The Age Discrimination in Employment Act of 1967 (ADEA) prohibits workplace discrimination against individuals who are age 40 and older. The ADEA prohibits businesses from making personnel decisions based on age. Employers cannot refuse to hire an employee or terminate their employment because of their age. Likewise, employers may not discriminate against an individual because of their age, with respect to wages, terms, conditions, or privileges of employment.

The law also prohibits retaliation against employees who oppose unlawful age discrimination or age-based harassment.

Older Workers Benefit Protection Act

In 1990, Congress amended the ADEA to include the Older Workers Benefit Protection Act (OWBPA), which has important implications for employees 40 and over who have been terminated or offered severance. Often, an employer offers a terminated employee compensation in exchange for their release of all claims against the company. In many circumstances, for such a release of claims to be valid, the company must do the following:

  1. Include a simple waiver of claims in a written agreement;
  2. Provide additional compensation to which the employee was not already entitled in exchange for the waiver of claims;
  3. Specifically refer to the OWBPA in the written agreement;
  4. State that the individual cannot waive rights that arise after the date of the agreement;
  5. Advise the individual, in writing, of their right to consult with an attorney; and
  6. Provide a period of at least 21 days to review the agreement (and a seven-day revocation period to change their mind).

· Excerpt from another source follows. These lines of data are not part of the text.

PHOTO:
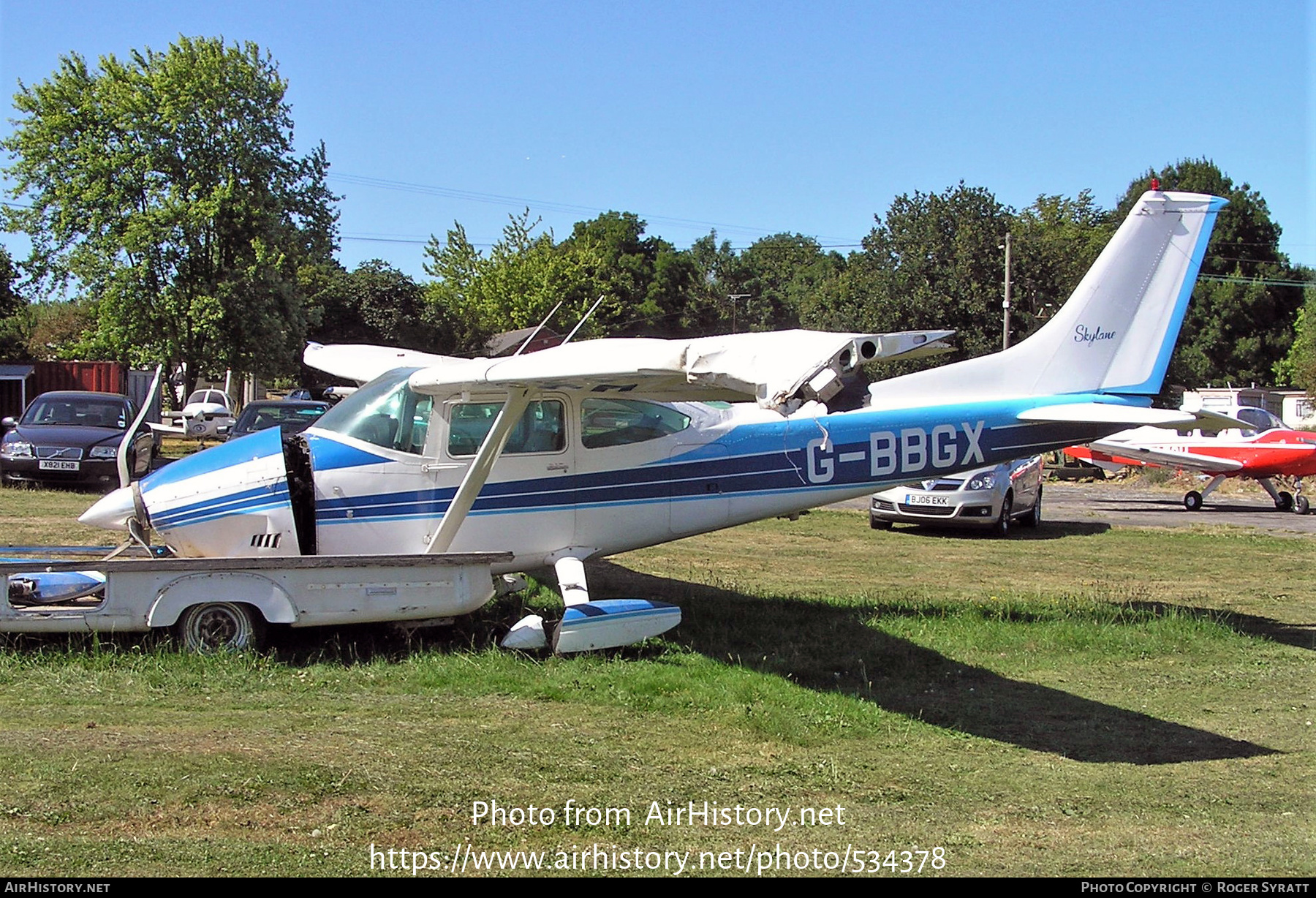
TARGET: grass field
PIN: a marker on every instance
(1081, 701)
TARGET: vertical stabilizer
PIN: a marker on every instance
(1116, 331)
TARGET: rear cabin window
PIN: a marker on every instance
(540, 429)
(623, 422)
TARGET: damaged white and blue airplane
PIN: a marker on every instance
(599, 447)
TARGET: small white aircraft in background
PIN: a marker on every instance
(1249, 442)
(600, 447)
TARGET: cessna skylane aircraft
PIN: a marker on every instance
(599, 447)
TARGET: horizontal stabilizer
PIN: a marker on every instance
(1123, 452)
(1092, 412)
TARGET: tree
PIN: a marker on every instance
(164, 189)
(932, 263)
(782, 276)
(474, 297)
(648, 277)
(374, 304)
(12, 307)
(1299, 368)
(1240, 322)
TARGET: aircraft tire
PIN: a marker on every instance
(1007, 508)
(220, 627)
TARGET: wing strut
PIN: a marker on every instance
(518, 401)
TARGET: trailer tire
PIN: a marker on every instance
(220, 627)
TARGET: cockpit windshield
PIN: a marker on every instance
(385, 412)
(1260, 419)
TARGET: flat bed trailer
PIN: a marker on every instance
(225, 603)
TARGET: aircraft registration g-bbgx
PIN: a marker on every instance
(599, 447)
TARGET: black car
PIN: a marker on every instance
(289, 415)
(74, 437)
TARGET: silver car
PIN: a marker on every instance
(988, 498)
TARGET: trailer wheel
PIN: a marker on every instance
(220, 627)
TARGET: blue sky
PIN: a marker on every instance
(748, 118)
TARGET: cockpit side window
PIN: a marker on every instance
(540, 429)
(385, 412)
(623, 422)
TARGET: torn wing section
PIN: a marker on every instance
(778, 370)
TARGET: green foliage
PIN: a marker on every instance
(1056, 240)
(164, 189)
(932, 263)
(515, 286)
(12, 307)
(648, 277)
(782, 276)
(374, 304)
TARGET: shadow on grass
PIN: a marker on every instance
(1046, 531)
(1302, 636)
(831, 648)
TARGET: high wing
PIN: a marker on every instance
(778, 370)
(1133, 416)
(362, 363)
(1131, 455)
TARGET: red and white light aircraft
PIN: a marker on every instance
(1261, 449)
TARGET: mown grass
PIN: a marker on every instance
(1087, 701)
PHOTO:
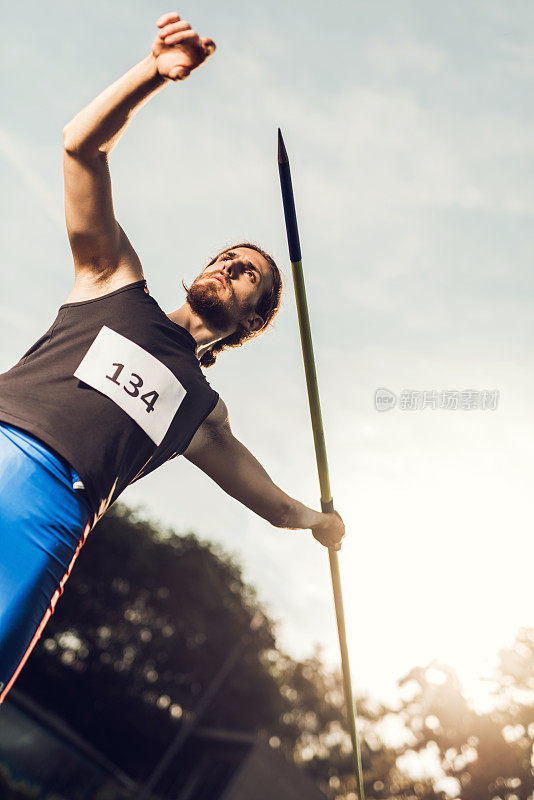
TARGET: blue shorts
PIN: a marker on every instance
(43, 525)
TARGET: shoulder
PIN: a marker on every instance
(218, 419)
(214, 429)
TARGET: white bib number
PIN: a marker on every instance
(135, 380)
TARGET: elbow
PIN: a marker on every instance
(68, 139)
(76, 146)
(280, 513)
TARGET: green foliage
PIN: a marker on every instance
(145, 623)
(147, 620)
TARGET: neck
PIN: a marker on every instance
(203, 334)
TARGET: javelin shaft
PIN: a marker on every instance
(318, 435)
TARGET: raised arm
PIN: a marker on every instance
(100, 248)
(216, 451)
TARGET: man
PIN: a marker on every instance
(114, 388)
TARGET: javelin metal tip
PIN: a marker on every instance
(282, 152)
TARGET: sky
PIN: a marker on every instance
(410, 130)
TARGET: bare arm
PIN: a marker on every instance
(99, 245)
(216, 451)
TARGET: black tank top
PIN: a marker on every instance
(114, 387)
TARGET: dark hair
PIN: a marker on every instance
(267, 307)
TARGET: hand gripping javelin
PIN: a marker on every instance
(327, 503)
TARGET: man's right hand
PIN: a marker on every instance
(177, 49)
(330, 530)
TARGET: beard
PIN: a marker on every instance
(206, 299)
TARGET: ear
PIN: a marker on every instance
(253, 323)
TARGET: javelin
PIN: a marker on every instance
(327, 504)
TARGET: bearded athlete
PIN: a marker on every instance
(115, 388)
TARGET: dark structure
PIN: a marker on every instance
(213, 764)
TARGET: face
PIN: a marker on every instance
(227, 292)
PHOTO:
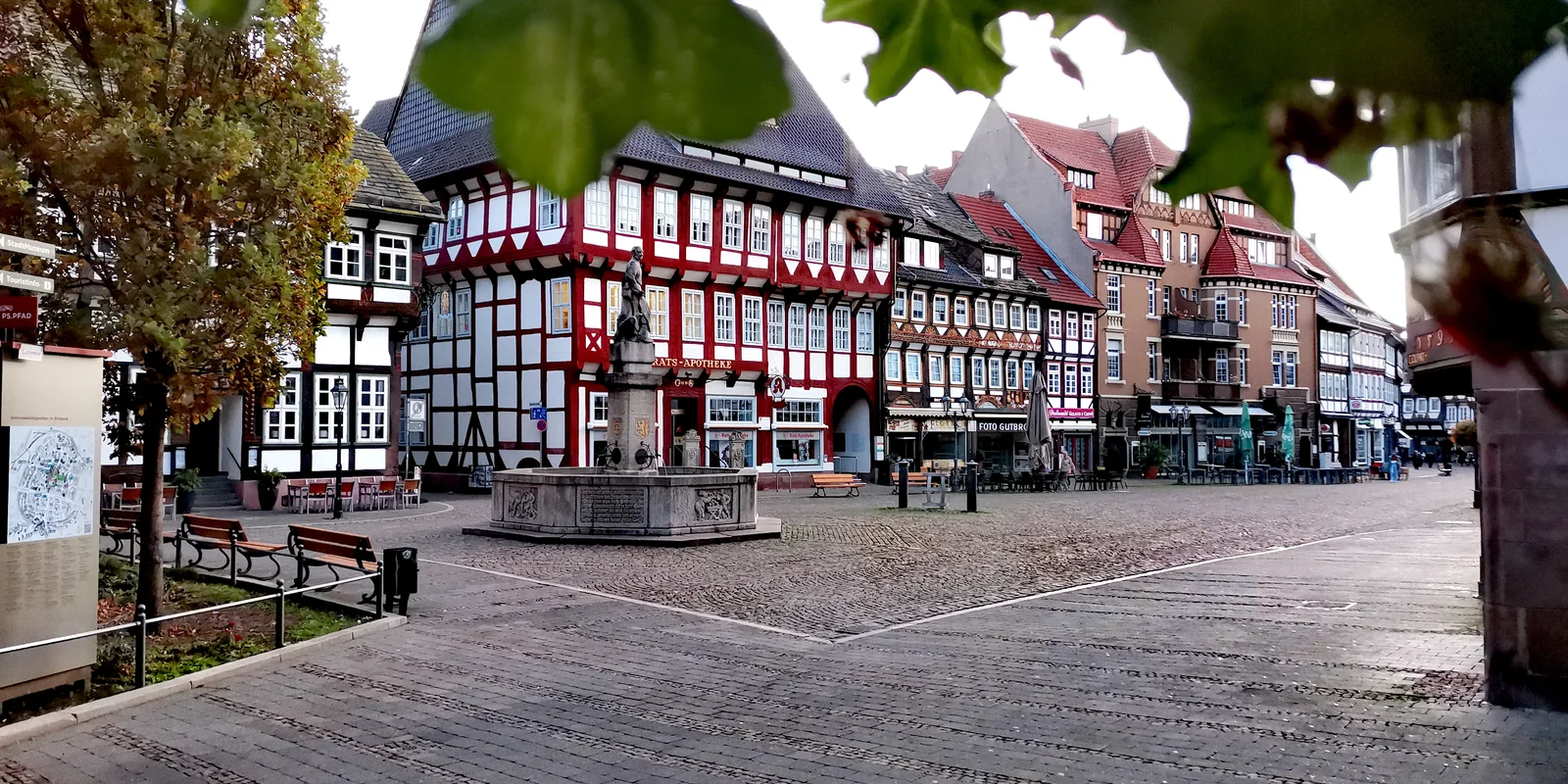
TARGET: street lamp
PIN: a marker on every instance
(339, 404)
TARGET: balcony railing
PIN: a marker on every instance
(1200, 391)
(1199, 328)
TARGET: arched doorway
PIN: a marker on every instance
(852, 431)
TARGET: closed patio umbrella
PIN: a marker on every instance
(1288, 436)
(1039, 425)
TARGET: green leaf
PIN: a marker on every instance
(226, 13)
(948, 36)
(566, 80)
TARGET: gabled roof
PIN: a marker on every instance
(386, 187)
(1136, 240)
(1076, 148)
(1035, 263)
(380, 117)
(431, 140)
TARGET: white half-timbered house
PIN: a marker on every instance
(755, 281)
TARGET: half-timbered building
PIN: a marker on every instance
(762, 302)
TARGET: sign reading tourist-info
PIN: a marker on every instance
(52, 483)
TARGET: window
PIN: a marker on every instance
(282, 417)
(391, 259)
(344, 259)
(463, 303)
(836, 242)
(441, 313)
(457, 212)
(775, 323)
(841, 329)
(760, 229)
(734, 224)
(659, 313)
(797, 326)
(864, 331)
(328, 420)
(665, 209)
(692, 316)
(702, 220)
(372, 408)
(551, 209)
(728, 410)
(596, 204)
(752, 320)
(812, 239)
(562, 305)
(791, 237)
(725, 318)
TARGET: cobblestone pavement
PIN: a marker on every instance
(1350, 661)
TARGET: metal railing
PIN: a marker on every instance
(140, 624)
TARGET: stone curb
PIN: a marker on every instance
(68, 717)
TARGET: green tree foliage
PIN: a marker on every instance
(192, 172)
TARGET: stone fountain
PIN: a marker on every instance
(629, 499)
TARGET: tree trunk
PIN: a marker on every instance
(149, 584)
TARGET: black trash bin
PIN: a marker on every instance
(399, 577)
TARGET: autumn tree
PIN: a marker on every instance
(192, 172)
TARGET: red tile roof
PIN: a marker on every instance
(1136, 240)
(1081, 149)
(1035, 263)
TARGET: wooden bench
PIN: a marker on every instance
(333, 549)
(846, 482)
(227, 537)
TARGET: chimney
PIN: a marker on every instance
(1105, 127)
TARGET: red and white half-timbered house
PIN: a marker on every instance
(762, 308)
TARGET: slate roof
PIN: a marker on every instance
(386, 187)
(431, 140)
(380, 117)
(1035, 263)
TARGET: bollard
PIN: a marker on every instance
(278, 626)
(972, 486)
(141, 645)
(904, 485)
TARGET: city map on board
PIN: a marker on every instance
(52, 483)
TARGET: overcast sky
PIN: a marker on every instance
(927, 122)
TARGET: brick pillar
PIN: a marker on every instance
(1525, 537)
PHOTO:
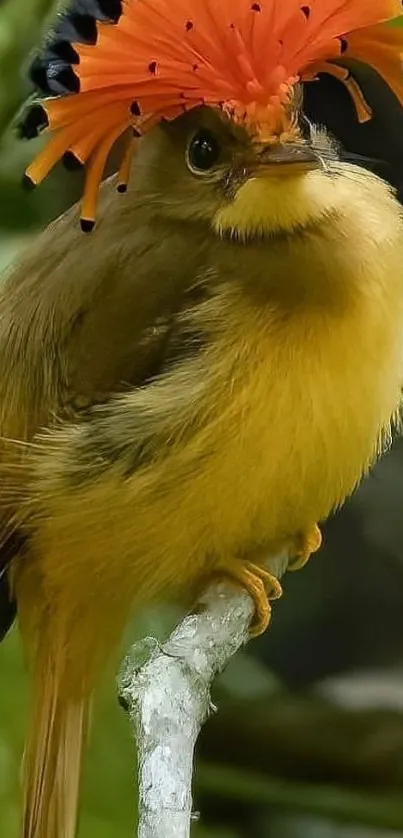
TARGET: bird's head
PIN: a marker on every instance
(214, 97)
(205, 167)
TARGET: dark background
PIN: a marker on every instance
(309, 735)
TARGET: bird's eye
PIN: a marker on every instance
(305, 125)
(203, 152)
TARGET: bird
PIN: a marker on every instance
(202, 360)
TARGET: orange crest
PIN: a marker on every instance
(163, 57)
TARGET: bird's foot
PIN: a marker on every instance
(306, 543)
(261, 585)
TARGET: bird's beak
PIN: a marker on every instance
(286, 159)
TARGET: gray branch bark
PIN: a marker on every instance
(166, 691)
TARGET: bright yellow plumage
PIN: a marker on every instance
(268, 343)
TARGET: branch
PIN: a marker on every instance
(168, 700)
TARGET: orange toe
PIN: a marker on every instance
(261, 585)
(307, 543)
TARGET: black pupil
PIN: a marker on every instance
(204, 151)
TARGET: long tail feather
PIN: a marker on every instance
(54, 751)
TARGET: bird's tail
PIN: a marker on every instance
(52, 762)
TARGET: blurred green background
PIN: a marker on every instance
(308, 740)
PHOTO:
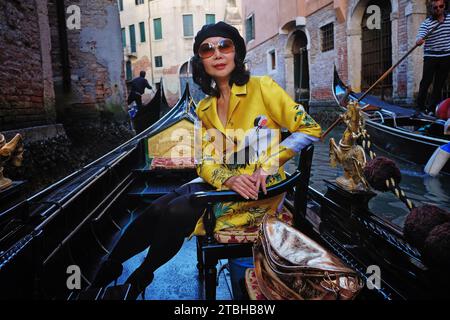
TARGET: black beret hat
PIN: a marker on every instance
(221, 29)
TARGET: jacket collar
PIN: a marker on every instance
(210, 108)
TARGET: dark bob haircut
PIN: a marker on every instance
(239, 76)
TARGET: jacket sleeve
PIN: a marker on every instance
(290, 115)
(210, 166)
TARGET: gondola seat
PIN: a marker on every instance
(248, 234)
(251, 284)
(225, 245)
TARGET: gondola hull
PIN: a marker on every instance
(403, 144)
(395, 129)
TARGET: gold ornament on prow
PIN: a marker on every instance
(12, 152)
(348, 153)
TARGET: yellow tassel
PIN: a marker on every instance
(409, 203)
(393, 182)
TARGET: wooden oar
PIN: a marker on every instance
(338, 120)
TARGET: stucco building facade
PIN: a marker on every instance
(310, 37)
(170, 27)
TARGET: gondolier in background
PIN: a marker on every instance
(138, 86)
(436, 66)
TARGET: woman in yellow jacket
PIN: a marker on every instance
(240, 151)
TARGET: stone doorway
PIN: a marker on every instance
(301, 67)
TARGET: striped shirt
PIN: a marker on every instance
(438, 43)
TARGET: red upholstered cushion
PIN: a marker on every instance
(251, 283)
(247, 234)
(159, 163)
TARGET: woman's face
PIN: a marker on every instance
(220, 64)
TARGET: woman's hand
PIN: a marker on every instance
(260, 177)
(243, 184)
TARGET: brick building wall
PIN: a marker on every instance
(26, 98)
(320, 63)
(95, 60)
(258, 59)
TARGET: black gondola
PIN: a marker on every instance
(396, 130)
(150, 113)
(76, 221)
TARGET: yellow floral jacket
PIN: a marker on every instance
(261, 98)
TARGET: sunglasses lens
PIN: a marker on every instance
(206, 50)
(226, 46)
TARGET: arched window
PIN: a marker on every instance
(376, 53)
(301, 67)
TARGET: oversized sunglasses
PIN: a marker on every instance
(208, 49)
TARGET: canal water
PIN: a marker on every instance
(418, 186)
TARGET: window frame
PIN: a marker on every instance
(327, 43)
(192, 25)
(142, 32)
(161, 60)
(132, 37)
(252, 35)
(154, 29)
(272, 63)
(209, 15)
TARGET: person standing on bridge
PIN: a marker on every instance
(436, 63)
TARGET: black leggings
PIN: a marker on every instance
(163, 227)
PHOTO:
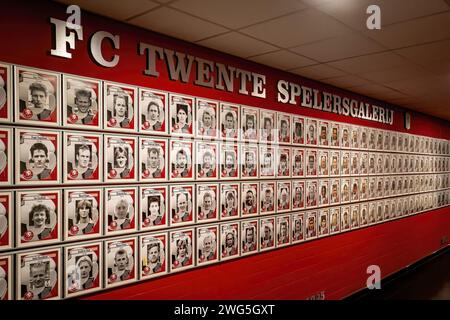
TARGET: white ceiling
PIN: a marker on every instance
(406, 63)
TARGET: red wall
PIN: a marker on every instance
(335, 265)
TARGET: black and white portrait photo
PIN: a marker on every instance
(207, 202)
(83, 269)
(120, 158)
(38, 275)
(207, 160)
(37, 156)
(206, 118)
(120, 207)
(38, 217)
(153, 111)
(83, 213)
(83, 158)
(207, 245)
(153, 207)
(120, 107)
(182, 204)
(120, 261)
(37, 97)
(154, 253)
(181, 250)
(153, 159)
(181, 115)
(181, 160)
(249, 124)
(229, 121)
(82, 102)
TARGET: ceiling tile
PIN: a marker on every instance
(318, 72)
(283, 60)
(424, 54)
(440, 68)
(236, 14)
(344, 46)
(177, 24)
(368, 63)
(237, 44)
(346, 81)
(296, 29)
(353, 12)
(119, 10)
(378, 91)
(397, 11)
(404, 71)
(413, 32)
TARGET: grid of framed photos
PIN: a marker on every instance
(103, 184)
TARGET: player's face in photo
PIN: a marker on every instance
(182, 249)
(323, 133)
(153, 159)
(345, 135)
(311, 132)
(39, 158)
(283, 163)
(121, 261)
(334, 163)
(334, 134)
(207, 202)
(38, 98)
(267, 161)
(84, 211)
(249, 198)
(283, 230)
(229, 240)
(207, 119)
(284, 196)
(249, 159)
(334, 191)
(266, 233)
(268, 125)
(311, 224)
(121, 160)
(323, 224)
(268, 197)
(323, 162)
(121, 209)
(249, 235)
(39, 218)
(250, 123)
(229, 122)
(207, 161)
(229, 162)
(83, 102)
(345, 162)
(230, 201)
(181, 160)
(154, 209)
(207, 244)
(284, 128)
(311, 162)
(153, 254)
(153, 112)
(298, 226)
(182, 203)
(182, 116)
(85, 269)
(38, 275)
(120, 106)
(334, 219)
(83, 157)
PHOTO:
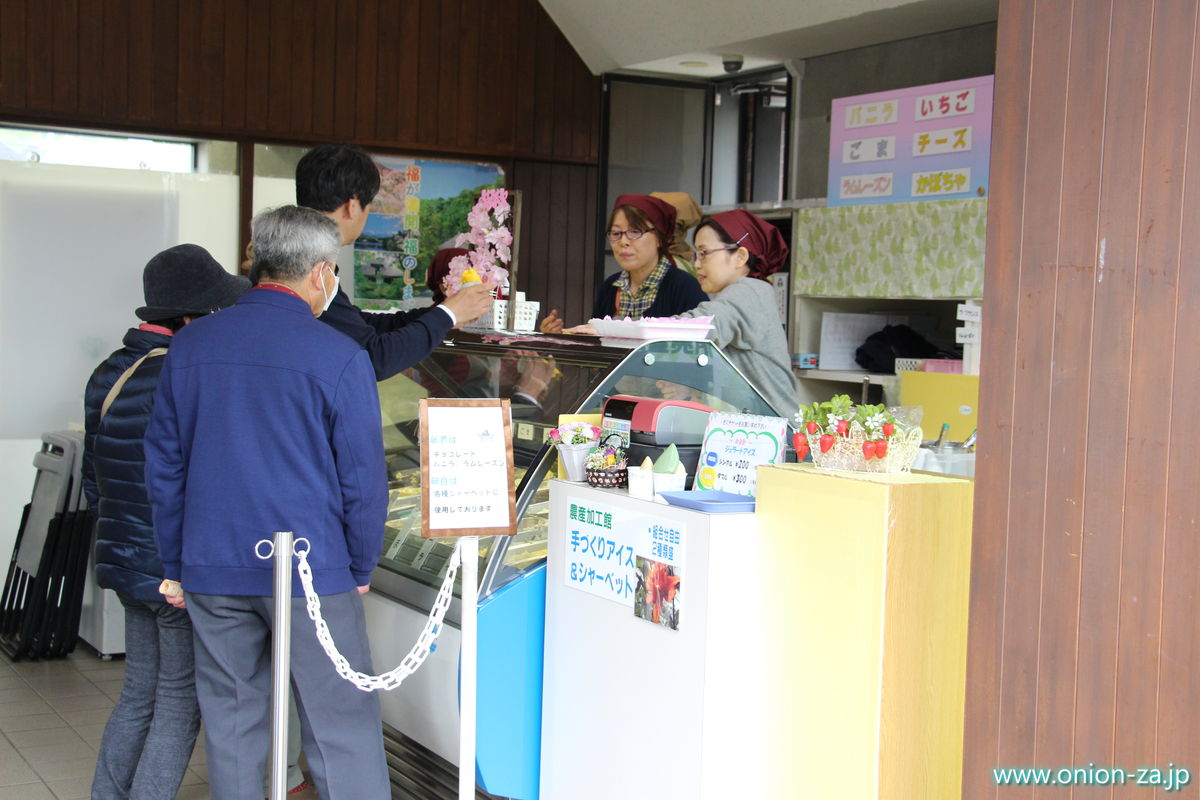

If you believe your employer has discriminated against you, based on your age or another protected status, Thatcher Zavaro & Mani can advise you. If your employer violated your rights, then you may be entitled to additional compensation or additional severance. Thatcher Zavaro & Mani frequently reviews severance agreements and advises employees of their rights under the ADEA and OWBPA.

We also review severance agreements for businesses to ensure full compliance with the ADEA and OWBPA. Failure to comply with the OWBPA can prevent enforcement of a severance agreement and release of claims. To schedule an appointment with an attorneys who specializes in age discrimination law, please contact us at 301-850-1246. We serve clients in Maryland, Virginia and Washington, D.C.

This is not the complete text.